Feature Friday - Jinwoo Park

Name
Jinwoo Park

Pronouns
He/Him

Bio
Jinwoo Park is a Korean Canadian writer based in Montreal. Born and raised in Seoul, he has lived in various parts of North America and the UK since the age of 11. He obtained his master’s in creative writing at the University of Oxford in 2015. In 2021 he won the Jim Wong-Chu Emerging Writers’ Award from the Asian Canadian Writers’ Workshop. He has also been actively working as a literary translator after winning the Emerging Translator Award from the Literature Translation Institute of Korea in late 2023. Oxford Soju Club, published by Dundurn Press, is his first novel.

Instagram
@jinwoopark0721

Website
jinwoo-park.com

Where in Montreal are you located?
Saint-Henri

What do you love about that neighborhood?
What I love the most about Saint-Henri is that everything I would ever need for my daily life is all within ten minute walking distance, whether it's a grocery store, a bakery, or a flower shop. Plus there's great bike path access from Saint-Henri, so I can ride my cargo bike easily from my neighborhood to anywhere else in the city.

What’s your favourite art space in Montreal and why?
Well I don't frequent any art spaces except bookstores, and my favorite one in this city is definitely Librairie Saint-Henri Books. They have amazing curation, and the staff feel like family. I am a bit biased since they are the neighborhood bookstore, but that's also what makes them so precious to me. I've now worked with them to do various book events and every time it's such a pleasure.

Describe your art in your own words.
My art is really just whatever I’m deeply interested in. I wrote my first novel because I wanted to combine two of my favorite film franchises, Rush Hour and The Bourne Identity series, with one of the topics I think about most: the division of Korea. Over time, I also folded in my own lived experience as a member of the Korean diaspora. So in many ways, my art is simply a reflection of who I am, what I love, and the questions I keep returning to.

What drew you to writing?
Fun. I started posting absurdly bad fanfics when I was nine or ten on these Korean novel forums. But they were a lot of fun to write. And to this day, I try to stick to that feeling. If I'm not enjoying what I'm writing, I know that it's not the writing I should be doing.

What have you been working on recently?
I've been working on my second novel. It's about a fictional scenario of the reunification of the two Koreas following the collapse of the Kim regime, focusing on the experience of an immigrant who returns home to do her part in 'rebuilding the homeland' and becomes an essential part of a secret project that makes her question whether she is truly doing the right thing. For long, I've thought a lot about the relationship between diaspora Koreans and native Koreans, and I explore that quite a bit in this book. I'm also always working on new translations of Korean novels. Most of them are sample translations through agencies trying to pitch them to English publishers, but I have started to get a few book projects as well.

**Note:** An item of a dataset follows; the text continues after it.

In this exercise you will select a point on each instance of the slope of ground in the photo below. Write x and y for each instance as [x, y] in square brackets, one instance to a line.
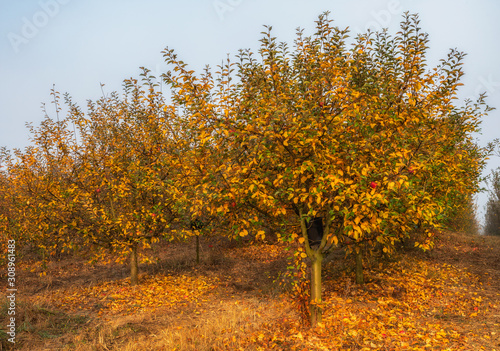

How would you describe your voice?
I think my voice on the page is simple and to the point. I like to write economic prose, where I try to convey as much as possible with less words. In that sense, I don't like to spoon feed the reader. I'd love my books to be a discovery, not a lecture. I also detest telling people how to feel, and I'm very allergic to adjectives that try to label an emotion. Rather, I want to simply portray what's happening and let people feel what they feel. Most of all, I wish my voice to be authentic to who I am. I want my writing to reflect my identities and my lived-experiences.

Where do you find your inspiration?
History, and in particular, Korean history. A lot of my ideas go, 'hey this part of Korean history is interesting, what if this happened during that time?' That and reading other books. There's something about a really well crafted sentence that just gets the word-factory in my head going.

Describe your writing process.
At first, I get an idea, and then immediately after there is just chaos. I go through this process where I just regurgitate what's in my head. And at around 20- 30k words, I get a better sense of what I'm trying to write, where I'm going with it. This is where I'll start outlining because I've learned the hard way that not knowing what's where makes life incredibly difficult in the later stages. Then once I have my outline, I'll begin to write the whole book. I also have this thing where I'll sometimes write from the middle of the story, or write the ending first. It's how I deal with writer's block. If I don't know how to continue the story, I'll just move to a different section of it, and then later on fill in the blanks.

Who are some of your favorite writers?
Kazuo Ishiguro, Han Kang, Sayaka Murata, Viet Thanh Nguyen, Monika Kim.

What do you love about Montreal's literary scene?
That it doesn't overly rely on taste makers who dictates from top-down, and instead is very community-oriented. Anyone can kind of start something here and find an audience. I think that's great.